Ce qui était vraiment important avec un tel attelage, c’était de ne surtout pas couper les virages avec mes chevaux de volées ou cela aurait été la catastrophe, puis il fallait contrer la courbe... mais c'est là que l’on voit à quel point le cheval d’attelage connait son travail ! C’est là aussi où je me dis que j’ai beau ne pas connaître véritablement d’autres races de chevaux... je ne voudrais pour rien au monde atteler autre chose que des Franches-Montagnes. C’est vraiment un cheval volontaire avec une tête incroyable. Ici, on a réuni vingt chevaux, tous alignés. Pendant une minute, on a entendu quelques hennissements, puis c’était fini ! Tout le monde était comme concentré sur son travail. On a commencé à atteler et il n’y avait même pas besoin de rester à la tête de chaque cheval, dès que nous ajoutions une paire à l’attelage, nous passions aux suivants sans avoir besoin nécessairement de rester à la tête des autres chevaux ! Ils sont vraiment incroyables », expliquera Jérôme Voutaz avec passion, même s’il ne veut pas prendre pour lui toute la gloire de l’engouement autour des Franches-Montagnes qui a dépassé de loin les frontières suisses, en grande partie grâce à ses exploits. « Je ne sais pas si je peux vraiment me considérer comme un ambassadeur du Franches-Montagnes. Je veux défendre et mettre en avant les valeurs suisses et il est clair que le Franches-Montagnes fait partie de ces valeurs, et c’est évidemment une fierté de mettre en avant des chevaux suisses. » 

Pourtant, si ce défi est à la hauteur de l’un des rares meneurs à pouvoir tenir tête à l’Australien Boyd Exell, cette saison est marquée, comme dans les autres disciplines, par l’absence de compétition et l’annulation des championnats du monde ! 

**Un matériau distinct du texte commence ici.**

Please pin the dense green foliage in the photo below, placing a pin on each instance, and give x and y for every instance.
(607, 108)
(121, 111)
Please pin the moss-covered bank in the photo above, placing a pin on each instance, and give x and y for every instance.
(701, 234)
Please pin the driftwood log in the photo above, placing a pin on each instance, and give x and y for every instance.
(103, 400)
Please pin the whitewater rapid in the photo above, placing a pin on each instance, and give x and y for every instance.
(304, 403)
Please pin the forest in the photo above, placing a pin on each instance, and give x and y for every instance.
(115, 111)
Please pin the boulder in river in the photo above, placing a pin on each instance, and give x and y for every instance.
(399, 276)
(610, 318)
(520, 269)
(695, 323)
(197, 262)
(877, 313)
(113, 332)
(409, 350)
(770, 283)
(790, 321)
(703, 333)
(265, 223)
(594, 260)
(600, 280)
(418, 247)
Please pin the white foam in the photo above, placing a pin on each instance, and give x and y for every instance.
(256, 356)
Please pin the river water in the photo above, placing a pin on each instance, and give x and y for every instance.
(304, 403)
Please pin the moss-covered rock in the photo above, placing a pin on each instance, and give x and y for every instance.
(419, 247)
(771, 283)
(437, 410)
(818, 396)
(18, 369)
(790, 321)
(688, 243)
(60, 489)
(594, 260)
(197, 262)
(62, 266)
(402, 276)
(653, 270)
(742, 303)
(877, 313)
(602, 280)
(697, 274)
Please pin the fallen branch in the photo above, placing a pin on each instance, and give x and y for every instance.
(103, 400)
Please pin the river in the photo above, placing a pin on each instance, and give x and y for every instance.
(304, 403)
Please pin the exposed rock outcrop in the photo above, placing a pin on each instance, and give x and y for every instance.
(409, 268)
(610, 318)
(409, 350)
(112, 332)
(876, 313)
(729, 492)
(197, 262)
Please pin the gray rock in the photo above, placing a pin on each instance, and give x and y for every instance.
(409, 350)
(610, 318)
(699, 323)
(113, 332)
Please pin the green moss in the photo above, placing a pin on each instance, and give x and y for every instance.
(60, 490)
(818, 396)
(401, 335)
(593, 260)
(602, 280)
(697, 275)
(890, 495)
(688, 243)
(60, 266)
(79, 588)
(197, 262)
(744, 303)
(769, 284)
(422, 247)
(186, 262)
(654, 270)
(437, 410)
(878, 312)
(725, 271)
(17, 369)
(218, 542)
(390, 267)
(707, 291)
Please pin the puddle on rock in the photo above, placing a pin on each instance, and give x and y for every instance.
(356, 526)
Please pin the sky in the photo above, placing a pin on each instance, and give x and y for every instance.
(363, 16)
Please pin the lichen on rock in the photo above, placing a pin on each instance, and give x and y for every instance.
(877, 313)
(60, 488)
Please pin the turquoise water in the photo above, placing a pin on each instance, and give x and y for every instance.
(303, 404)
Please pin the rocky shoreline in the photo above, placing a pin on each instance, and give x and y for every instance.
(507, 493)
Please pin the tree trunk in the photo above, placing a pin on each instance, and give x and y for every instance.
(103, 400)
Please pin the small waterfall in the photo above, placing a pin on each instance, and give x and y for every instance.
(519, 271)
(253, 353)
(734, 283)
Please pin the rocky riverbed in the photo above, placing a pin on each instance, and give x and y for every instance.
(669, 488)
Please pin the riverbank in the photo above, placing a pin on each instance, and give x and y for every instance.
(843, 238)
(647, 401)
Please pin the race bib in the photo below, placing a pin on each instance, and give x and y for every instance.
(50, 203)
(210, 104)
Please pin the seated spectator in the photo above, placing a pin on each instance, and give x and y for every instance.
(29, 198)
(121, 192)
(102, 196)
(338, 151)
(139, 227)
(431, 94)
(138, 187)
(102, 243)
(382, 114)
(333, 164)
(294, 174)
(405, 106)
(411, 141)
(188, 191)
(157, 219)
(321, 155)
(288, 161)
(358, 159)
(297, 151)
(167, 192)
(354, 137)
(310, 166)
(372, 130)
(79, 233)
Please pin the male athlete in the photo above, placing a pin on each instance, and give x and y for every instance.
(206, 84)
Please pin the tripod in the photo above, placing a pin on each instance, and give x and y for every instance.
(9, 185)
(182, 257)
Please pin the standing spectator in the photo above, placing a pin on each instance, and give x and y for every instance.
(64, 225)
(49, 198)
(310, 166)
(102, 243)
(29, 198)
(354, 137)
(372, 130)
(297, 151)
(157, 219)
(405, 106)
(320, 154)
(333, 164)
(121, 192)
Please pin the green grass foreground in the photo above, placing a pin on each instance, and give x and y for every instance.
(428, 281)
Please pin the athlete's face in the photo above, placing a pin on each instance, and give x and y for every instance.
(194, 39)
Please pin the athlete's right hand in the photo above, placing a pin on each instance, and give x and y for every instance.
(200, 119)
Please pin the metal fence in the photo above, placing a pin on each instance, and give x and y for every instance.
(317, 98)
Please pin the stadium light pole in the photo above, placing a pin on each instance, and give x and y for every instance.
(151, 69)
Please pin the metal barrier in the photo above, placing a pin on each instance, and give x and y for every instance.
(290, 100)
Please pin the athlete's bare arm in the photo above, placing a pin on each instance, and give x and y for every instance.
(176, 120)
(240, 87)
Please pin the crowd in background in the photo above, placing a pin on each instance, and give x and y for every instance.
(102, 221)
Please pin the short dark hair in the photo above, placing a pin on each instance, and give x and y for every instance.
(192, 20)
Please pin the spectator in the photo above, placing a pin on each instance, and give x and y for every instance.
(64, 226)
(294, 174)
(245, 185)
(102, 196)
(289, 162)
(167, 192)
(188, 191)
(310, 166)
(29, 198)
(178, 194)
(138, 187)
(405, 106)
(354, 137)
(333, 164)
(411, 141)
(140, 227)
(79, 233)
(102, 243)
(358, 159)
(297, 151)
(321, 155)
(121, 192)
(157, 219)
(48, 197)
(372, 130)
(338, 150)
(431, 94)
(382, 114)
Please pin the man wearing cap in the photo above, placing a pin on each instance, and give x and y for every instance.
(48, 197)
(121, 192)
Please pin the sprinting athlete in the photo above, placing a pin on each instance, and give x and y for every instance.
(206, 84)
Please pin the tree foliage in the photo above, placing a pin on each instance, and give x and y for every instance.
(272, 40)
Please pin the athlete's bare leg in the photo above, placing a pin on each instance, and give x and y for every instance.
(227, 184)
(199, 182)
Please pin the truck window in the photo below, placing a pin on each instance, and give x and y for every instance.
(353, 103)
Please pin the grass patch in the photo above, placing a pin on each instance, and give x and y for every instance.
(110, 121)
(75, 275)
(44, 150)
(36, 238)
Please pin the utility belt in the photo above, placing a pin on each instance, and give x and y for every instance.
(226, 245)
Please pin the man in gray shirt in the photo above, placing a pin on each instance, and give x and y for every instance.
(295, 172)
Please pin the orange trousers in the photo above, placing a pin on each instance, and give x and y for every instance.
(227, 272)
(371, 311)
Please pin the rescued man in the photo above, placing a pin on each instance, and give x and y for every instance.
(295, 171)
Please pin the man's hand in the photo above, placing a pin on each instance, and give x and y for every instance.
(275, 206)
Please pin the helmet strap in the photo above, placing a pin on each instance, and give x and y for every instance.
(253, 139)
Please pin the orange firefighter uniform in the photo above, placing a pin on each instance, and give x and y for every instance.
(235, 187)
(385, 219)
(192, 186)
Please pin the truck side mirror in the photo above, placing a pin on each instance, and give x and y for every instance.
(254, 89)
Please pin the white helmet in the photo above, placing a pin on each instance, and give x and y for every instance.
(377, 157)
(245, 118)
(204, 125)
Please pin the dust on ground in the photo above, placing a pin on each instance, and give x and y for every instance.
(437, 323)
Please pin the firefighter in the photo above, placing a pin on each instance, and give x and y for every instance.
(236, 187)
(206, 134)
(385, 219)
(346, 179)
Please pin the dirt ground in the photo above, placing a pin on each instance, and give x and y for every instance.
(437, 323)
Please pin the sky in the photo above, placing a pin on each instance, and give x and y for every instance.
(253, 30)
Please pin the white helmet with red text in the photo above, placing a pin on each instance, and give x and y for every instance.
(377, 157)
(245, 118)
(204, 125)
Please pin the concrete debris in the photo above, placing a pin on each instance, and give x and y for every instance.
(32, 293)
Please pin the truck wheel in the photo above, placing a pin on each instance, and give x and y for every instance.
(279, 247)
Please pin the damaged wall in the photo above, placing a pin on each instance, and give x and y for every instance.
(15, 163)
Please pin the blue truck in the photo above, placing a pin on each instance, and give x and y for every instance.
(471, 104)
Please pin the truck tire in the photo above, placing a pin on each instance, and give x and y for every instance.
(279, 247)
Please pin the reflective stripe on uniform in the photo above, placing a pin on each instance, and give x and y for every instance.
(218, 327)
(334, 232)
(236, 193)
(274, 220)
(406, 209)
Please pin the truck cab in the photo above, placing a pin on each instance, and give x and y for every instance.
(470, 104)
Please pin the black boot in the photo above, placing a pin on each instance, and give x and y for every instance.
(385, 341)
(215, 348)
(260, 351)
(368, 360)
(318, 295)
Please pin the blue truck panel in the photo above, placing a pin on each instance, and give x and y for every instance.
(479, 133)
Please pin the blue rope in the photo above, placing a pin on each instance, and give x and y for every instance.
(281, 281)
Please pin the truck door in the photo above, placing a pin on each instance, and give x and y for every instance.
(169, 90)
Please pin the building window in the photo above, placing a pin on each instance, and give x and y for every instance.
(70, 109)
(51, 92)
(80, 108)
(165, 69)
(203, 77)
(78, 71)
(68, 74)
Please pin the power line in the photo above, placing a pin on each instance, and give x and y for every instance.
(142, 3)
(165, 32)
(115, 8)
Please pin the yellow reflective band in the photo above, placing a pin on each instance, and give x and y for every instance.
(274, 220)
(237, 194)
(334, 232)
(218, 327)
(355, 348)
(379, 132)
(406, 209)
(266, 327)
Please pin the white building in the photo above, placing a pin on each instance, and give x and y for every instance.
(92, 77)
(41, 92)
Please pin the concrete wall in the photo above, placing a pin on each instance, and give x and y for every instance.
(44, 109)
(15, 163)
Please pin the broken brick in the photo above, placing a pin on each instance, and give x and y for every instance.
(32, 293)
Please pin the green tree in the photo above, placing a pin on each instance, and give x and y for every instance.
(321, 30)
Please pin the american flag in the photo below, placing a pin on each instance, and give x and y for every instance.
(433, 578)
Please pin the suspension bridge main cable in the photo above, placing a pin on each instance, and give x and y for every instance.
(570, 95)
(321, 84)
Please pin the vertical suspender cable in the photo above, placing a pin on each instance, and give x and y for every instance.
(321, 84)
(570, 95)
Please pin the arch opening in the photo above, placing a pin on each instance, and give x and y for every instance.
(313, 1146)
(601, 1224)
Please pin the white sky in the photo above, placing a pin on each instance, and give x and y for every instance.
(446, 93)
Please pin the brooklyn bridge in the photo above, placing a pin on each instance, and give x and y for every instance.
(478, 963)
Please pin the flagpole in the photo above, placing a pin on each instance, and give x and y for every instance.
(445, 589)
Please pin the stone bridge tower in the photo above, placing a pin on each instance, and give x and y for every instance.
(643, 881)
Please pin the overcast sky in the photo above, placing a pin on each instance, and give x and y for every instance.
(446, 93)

« Notre volonté avec ce défi, c’est de montrer que nous sommes solidaires et que nous sommes capables de réunir du monde avec un objectif : prendre du plaisir... et nous en avons pris beaucoup ce jour-là ! Alors évidemment, nous avons encore plein d’autres idées... mais voilà, ici, tout était réuni pour faire celui-ci, nous avions suffisamment de chevaux entraînés et fraîchement ferrés... nous verrons pour la suite. La priorité reste quand même le sport. J’ai envoyé quelques vidéos dernièrement à mon entraîneur, Félix Brasseur, et nous pensons tous les deux que nous n’avons jamais eu les chevaux dans une aussi bonne forme. L’annulation des championnats du monde est donc triste pour nous mais je reste optimiste pour la suite. Cela fait désormais quatre ans que je m’entraîne avec Félix Brasseur et, grâce à lui, nous ne faisons que progresser. C’est vraiment quelqu’un de formidable. Il est lui-même dans le sport et ses conseils sont précieux. Nous avons la même philosophie, il veut prendre son temps pour construire un cheval et j’aime son approche. Il me donne vraiment la direction dans laquelle je dois travailler. Il nous permet de vraiment progresser énormément en dressage, ce qui était notre point faible. Au début, on ne comprend pas toujours, il faut être patient mais lui, il sait où il va et c’est vraiment très appréciable de pouvoir compter sur un tel entraîneur. Un meneur peut amener son enthousiasme et sa passion mais c’est l’entraîneur qui fait progresser l’attelage et je lui en suis vraiment reconnaissant », glissera le champion helvétique, mécanicien de métier et qui arbore son côté amateur et passionné avec une grande fierté comme on aimerait en voir plus souvent.